O Dia Mundial da Trombose acontece todos os anos dia 13 de outubro, aniversário de Rudolf Virchow, pioneiro na fisiopatologia da trombose. Médico e patologista alemão, Virchow desenvolveu o conceito de “trombose” e liderou o progresso no conhecimento desta condição.

Uma em cada quatro pessoas em todo o mundo morre devido a condições causadas por trombose.

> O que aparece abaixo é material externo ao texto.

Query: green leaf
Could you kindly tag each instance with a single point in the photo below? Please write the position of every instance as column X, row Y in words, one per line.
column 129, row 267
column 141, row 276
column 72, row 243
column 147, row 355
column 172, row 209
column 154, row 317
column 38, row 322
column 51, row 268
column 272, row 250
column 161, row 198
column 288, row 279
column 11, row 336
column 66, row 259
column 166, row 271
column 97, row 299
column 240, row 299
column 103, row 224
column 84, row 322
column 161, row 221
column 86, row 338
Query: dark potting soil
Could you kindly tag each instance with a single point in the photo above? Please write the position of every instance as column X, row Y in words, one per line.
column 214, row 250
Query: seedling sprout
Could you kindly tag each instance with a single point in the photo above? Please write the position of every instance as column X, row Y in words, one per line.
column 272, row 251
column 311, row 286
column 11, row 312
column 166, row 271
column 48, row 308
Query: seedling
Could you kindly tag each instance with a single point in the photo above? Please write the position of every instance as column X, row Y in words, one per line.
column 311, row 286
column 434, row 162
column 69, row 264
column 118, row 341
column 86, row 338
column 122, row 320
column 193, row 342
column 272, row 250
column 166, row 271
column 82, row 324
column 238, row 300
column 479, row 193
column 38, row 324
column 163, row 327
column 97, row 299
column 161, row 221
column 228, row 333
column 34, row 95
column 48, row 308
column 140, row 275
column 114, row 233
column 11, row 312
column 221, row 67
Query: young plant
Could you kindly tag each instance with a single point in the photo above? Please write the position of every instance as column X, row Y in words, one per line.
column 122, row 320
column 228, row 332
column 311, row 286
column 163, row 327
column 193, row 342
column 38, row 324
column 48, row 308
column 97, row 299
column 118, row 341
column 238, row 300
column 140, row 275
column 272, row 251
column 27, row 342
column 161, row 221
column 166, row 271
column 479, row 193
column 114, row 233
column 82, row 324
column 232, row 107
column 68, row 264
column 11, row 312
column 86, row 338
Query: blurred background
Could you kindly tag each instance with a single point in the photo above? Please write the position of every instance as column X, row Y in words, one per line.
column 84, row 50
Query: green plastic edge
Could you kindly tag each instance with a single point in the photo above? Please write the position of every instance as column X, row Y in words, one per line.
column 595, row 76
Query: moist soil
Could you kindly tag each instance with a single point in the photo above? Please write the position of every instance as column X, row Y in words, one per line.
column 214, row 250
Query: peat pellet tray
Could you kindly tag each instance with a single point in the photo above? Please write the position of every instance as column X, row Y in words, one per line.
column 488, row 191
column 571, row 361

A trombose é o evento subjacente e frequentemente evitável de enfarte do miocárdio, AVC tromboembólico e tromboembolismo venoso (TEV), as três principais causas de morte por doenças cardiovasculares. As doenças cardiovasculares constituem a principal causa de morte em Portugal. É fundamental aumentar a consciencialização sobre a trombose, uma condição muitas vezes subestimada e incompreendida.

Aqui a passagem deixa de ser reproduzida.